"Humbug!" cried Scrooge before he got a chance to spend the night practicing a little empathy, and that's the best word to sum up the current hue and cry about the demise of Christmas. While cars zoomed by with trees lashed to their roofs and worshipers crowded the pews to listen as John the Baptist prepared the way, a wave of organized outrage suggested that Christmas is being driven out of existence. Who killed it? Liberal orthodoxy, secular humanism. Whenever people start throwing around science-fair phrases it's a bet that they want their opinions to sound inviolate because they are not.

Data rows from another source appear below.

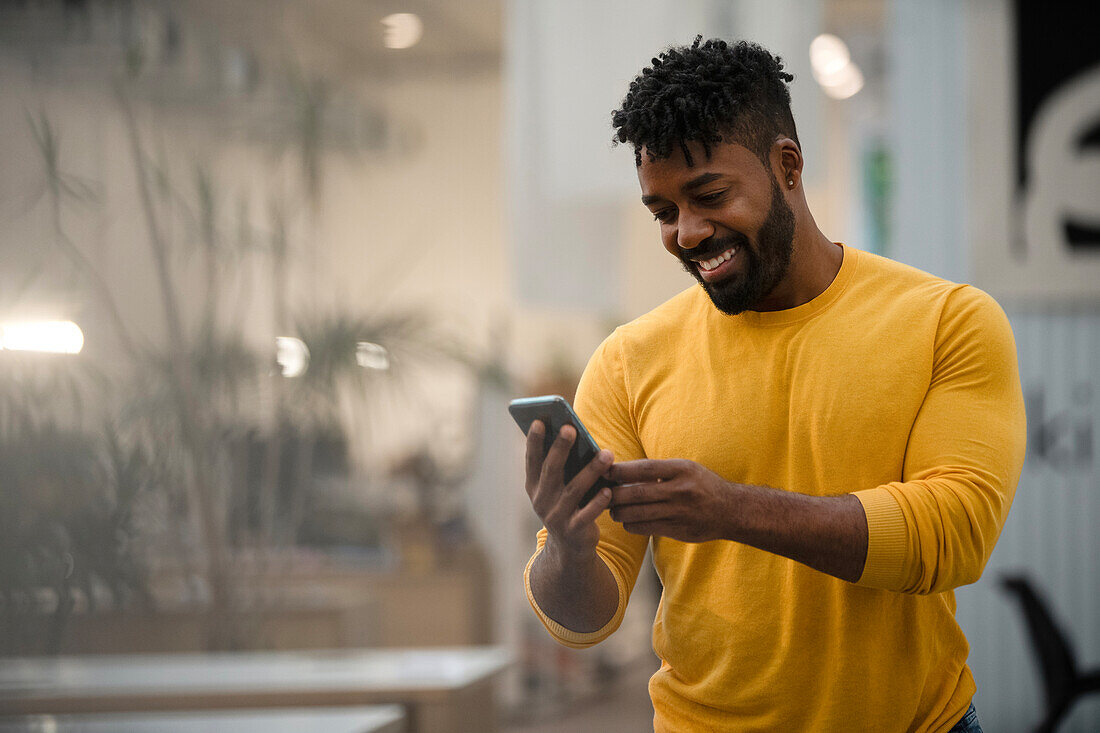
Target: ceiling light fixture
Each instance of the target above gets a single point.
(292, 354)
(46, 337)
(402, 30)
(838, 76)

So the silly annual examples are trotted out, the schools that censor Christmas carols, the townships that insist that the evergreen decorated with lights is a holiday tree. No one searches his soul about how we came to this pass. It has little to do with separation of church and state or liberal politics and everything to do with the way the blunt cudgel of Christianity has been heedlessly used, the tyranny of the majority. After years of Jewish parents' sitting through school concerts listening to the words "It is the night of our dear savior's birth," maybe oversensitivity was inevitable, since any other kind of sensitivity had been in short supply.

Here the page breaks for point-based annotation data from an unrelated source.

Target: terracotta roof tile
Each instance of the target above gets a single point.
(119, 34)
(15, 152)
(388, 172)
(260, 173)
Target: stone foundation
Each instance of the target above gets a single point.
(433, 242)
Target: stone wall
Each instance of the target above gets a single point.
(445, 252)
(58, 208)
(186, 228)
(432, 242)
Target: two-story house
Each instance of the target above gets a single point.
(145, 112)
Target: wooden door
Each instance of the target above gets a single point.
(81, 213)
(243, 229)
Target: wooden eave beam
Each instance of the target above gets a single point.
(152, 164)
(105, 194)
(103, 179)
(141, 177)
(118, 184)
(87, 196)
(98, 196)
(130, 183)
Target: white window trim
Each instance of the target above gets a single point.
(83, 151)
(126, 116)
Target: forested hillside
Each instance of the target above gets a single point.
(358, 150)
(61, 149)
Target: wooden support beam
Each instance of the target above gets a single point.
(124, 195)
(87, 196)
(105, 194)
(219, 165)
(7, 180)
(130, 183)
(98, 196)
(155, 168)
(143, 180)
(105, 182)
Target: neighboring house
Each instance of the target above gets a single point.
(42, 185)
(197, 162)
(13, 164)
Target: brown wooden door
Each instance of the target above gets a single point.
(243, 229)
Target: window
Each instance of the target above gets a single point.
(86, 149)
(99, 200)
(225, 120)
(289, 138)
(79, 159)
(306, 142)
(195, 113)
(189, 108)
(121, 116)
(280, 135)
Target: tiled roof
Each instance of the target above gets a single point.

From the trials of witches in Salem to the talking-head evangelists of the present day, we have a rich tradition of faith-based bullying in this country (my emphasis). "The fact is, 96 percent of us celebrate Christmas," said a representative of a swat team of lawyers organized "to serve the body of Christ" by orchestrating challenges to inadequate public celebration. Humbug. One study estimates roughly 75 percent of Americans are Christian; the rest are Jewish, Muslim, Buddhist, agnostics. "We must never allow our children to forget that this is a Christian nation," Jerry Falwell recently said from the pulpit. Humbug. Two out of three Americans in one poll said they oppose any attempt to make it so by constitutional amendment.
Christmas is being observed exactly where it ought to be, at homes, in our hearts, among friends and families. The modern movement to exhibit it in town squares and mall food courts is precisely what has led to the secularization of one of our most solemn holy days. That's why some Jewish leaders have been uncomfortable with reducing the Chanukah menorah to a dueling religious symbol, paired with a Christmas tree for the sake of equal time. Faith is not a photo op.

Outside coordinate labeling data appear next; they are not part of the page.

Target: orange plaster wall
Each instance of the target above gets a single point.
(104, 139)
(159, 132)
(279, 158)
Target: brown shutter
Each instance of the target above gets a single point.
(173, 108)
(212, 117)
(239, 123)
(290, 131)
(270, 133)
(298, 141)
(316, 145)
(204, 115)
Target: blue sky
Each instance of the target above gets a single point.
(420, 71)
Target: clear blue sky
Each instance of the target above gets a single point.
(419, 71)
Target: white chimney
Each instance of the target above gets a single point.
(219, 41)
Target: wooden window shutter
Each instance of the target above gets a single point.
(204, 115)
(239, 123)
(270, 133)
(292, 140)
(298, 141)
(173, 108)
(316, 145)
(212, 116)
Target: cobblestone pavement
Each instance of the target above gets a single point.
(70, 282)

So if people are really worried about keeping Christ in Christmas, they might personally exhibit tolerance and charity, kindness and generosity. It is the ultimate exercise of style over substance to whine about the absence of "O Holy Night" at public events. The real point is in taking the lyrics to heart: "Truly he taught us to love one another/His law is love and his gospel is peace." And if saying "Happy Holidays" rather than "Merry Christmas" offers someone who is not of your faith more comfort and joy—well, 'tis the season for both.
I like her sentiment, but I am finding it a real challenge to exhibit "tolerance and charity, kindness and generosity" to a certain 51% of the American people right now. Fuck 'em.